“I enjoy hearing about these applicants’ hopes, dreams, and motivations.” – Ms. Sherie Day, Volunteer
Born and raised in Germany, Ms. Sherie Day fell in love with traveling and learning foreign languages at a young age. Today, she embraces the role that international education and academic exchange play in bettering societies throughout the world, and has committed her own energy and time to supporting this global effort. Ms. Day volunteers to evaluate applications for several international youth scholarship exchange programs funded by the U.S. Department of State and administered by American Councils for International Education.
Evaluation is a critical process that involves reading through thousands of student applications submitted by secondary school students from all over the world (including the U.S.) to participate in highly competitive exchange programs in both the U.S. and abroad. These programs include: the American Serbia and Montenegro Youth Leadership Exchange (A-SMYLE), Future Leaders Exchange (FLEX) Program, National Security Language Initiative for Youth (NSLI-Y), the Kennedy-Lugar Youth Exchange and Study (YES) Program, the Youth Leadership Program (YLP) with Azerbaijan and the Youth Leadership Program (YLP) with Belarus.
American Councils spoke with Ms. Day to hear more of her story.
There are a number of international education organizations in DC. What compelled you to volunteer with American Councils?
“My friend Helga told me about this opportunity and I thought that this is exactly what I believe in. I am a strong proponent of studying abroad and learning foreign languages. When I was a teenager, I made pen pals from all over the world and it really opened up the world to me. In the 1950s, we didn’t have the kind of international access that we do now. I thought that by volunteering, I could contribute to making this possible for young adults throughout the world. This is what truly motivated me.”
In your opinion, how can overseas language immersion and study abroad experiences reduce the language and cultural barriers throughout the world?

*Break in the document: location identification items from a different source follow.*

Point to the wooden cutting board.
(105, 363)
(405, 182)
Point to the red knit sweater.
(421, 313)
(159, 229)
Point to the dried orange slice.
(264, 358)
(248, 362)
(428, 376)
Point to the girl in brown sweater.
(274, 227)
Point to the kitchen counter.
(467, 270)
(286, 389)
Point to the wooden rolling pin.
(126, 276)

“International education and academic exchange programs are more important than ever because of the increasing interaction between countries. I believe that the lack of exposure to foreign countries breeds a lot of the prejudice we have in the world, and that a lot of wars arise because of a lack of knowledge and understanding of other cultures.”
As you read applications from an extremely diverse pool of student, what characteristics are most notable to you?
“One of the common denominators of the strongest applicants is “sense of self”. When a person has a strong sense of self and confidence in themselves, everything else flows from that. The person is more outgoing, takes the first step in meeting people, and is generally a good problem solver.”
Many experts believe that developing proficiency in a second language is increasingly important for today’s competitive job market. Do you agree? Why?
“I feel very strongly about learning foreign languages because it enables us to get a better understanding of peoples and cultures. German is my native language, I studied French and English in school, later in the Foreign Service I studied Polish, and then I spent a month in Mexico learning Spanish through total immersion. I am delighted that so many of the applicants study three or four foreign languages, because it is exactly what I did when I was their age.”
What do you enjoy most about volunteering with American Councils?
“I enjoy hearing about these applicants’ hopes, dreams, and motivations. It is exciting when I get the chance to meet alumni, because I like hearing them talk about what became possible for them during their time in the U.S. I feel a great deal of satisfaction for having brought that about.”
If you could study abroad anywhere in the world right now, where would you go and why?
“I’ve always been very fond of Mexico and the native culture of Mexicans, so I would probably go back there to study.”
Ms. Day has thoroughly enjoyed her volunteer experience with American Councils, and encourages everyone to take advantage of volunteer opportunities that support their passion whenever possible.